Recursive URL Loader

We may want to process load all URLs under a root directory.

For example, let's look at the LangChain JS documentation.

This has many interesting child pages that we may want to read in bulk.

Of course, the WebBaseLoader can load a list of pages.

But, the challenge is traversing the tree of child pages and actually assembling that list!

We do this using the RecursiveUrlLoader.

This also gives us the flexibility to exclude some children (e.g., the api directory with > 800 child pages).
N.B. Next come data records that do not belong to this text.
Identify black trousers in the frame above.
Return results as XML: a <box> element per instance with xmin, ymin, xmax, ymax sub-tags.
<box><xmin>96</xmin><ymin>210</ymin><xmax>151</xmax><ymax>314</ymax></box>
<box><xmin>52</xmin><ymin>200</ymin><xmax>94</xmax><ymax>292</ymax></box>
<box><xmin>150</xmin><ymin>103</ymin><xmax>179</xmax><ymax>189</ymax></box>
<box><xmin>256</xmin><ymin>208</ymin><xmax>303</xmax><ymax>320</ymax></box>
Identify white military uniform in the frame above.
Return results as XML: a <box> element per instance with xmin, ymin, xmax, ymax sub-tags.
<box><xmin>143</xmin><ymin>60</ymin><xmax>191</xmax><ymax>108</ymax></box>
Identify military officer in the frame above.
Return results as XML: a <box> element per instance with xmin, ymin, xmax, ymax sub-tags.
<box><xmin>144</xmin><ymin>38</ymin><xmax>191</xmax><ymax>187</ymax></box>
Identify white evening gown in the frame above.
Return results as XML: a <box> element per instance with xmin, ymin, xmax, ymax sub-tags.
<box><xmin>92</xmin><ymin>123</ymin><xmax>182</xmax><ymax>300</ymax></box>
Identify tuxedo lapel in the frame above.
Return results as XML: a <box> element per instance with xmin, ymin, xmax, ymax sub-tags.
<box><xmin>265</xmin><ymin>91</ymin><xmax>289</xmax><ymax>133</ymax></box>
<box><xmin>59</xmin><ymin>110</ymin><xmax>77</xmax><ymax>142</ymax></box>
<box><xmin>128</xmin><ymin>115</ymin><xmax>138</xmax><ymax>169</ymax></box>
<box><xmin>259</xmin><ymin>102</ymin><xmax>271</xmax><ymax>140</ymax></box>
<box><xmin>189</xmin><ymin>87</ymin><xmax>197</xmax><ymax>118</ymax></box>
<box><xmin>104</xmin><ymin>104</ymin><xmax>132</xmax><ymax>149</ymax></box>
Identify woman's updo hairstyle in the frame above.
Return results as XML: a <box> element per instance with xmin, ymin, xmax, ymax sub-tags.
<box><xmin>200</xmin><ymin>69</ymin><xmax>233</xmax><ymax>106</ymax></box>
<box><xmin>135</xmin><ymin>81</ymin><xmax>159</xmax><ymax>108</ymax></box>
from langchain.document_loaders.recursive_url_loader import RecursiveUrlLoader

API Reference:

Let's try a simple example.

url = "https://js.langchain.com/docs/modules/memory/examples/"
loader = RecursiveUrlLoader(url=url)
docs = loader.load()
len(docs)
    12
docs[0].page_content[:50]
    '\n\n\n\n\nBuffer Window Memory | 🦜️🔗 Langchain\n\n\n\n\n\nSki'
docs[0].metadata
    {'source': 'https://js.langchain.com/docs/modules/memory/examples/buffer_window_memory',
'title': 'Buffer Window Memory | 🦜️🔗 Langchain',
'description': 'BufferWindowMemory keeps track of the back-and-forths in conversation, and then uses a window of size k to surface the last k back-and-forths to use as memory.',
'language': 'en'}

Now, let's try a more extensive example, the docs root dir.

We will skip everything under api.

For this, we can lazy_load each page as we crawl the tree, using WebBaseLoader to load each as we go.

url = "https://js.langchain.com/docs/"
exclude_dirs = ["https://js.langchain.com/docs/api/"]
loader = RecursiveUrlLoader(url=url, exclude_dirs=exclude_dirs)
# Lazy load each
docs = [print(doc) or doc for doc in loader.lazy_load()]
# Load all pages
docs = loader.load()
len(docs)
    188
docs[0].page_content[:50]
    '\n\n\n\n\nAgent Simulations | 🦜️🔗 Langchain\n\n\n\n\n\nSkip t'
docs[0].metadata
    {'source': 'https://js.langchain.com/docs/use_cases/agent_simulations/',
'title': 'Agent Simulations | 🦜️🔗 Langchain',
'description': 'Agent simulations involve taking multiple agents and having them interact with each other.',
'language': 'en'}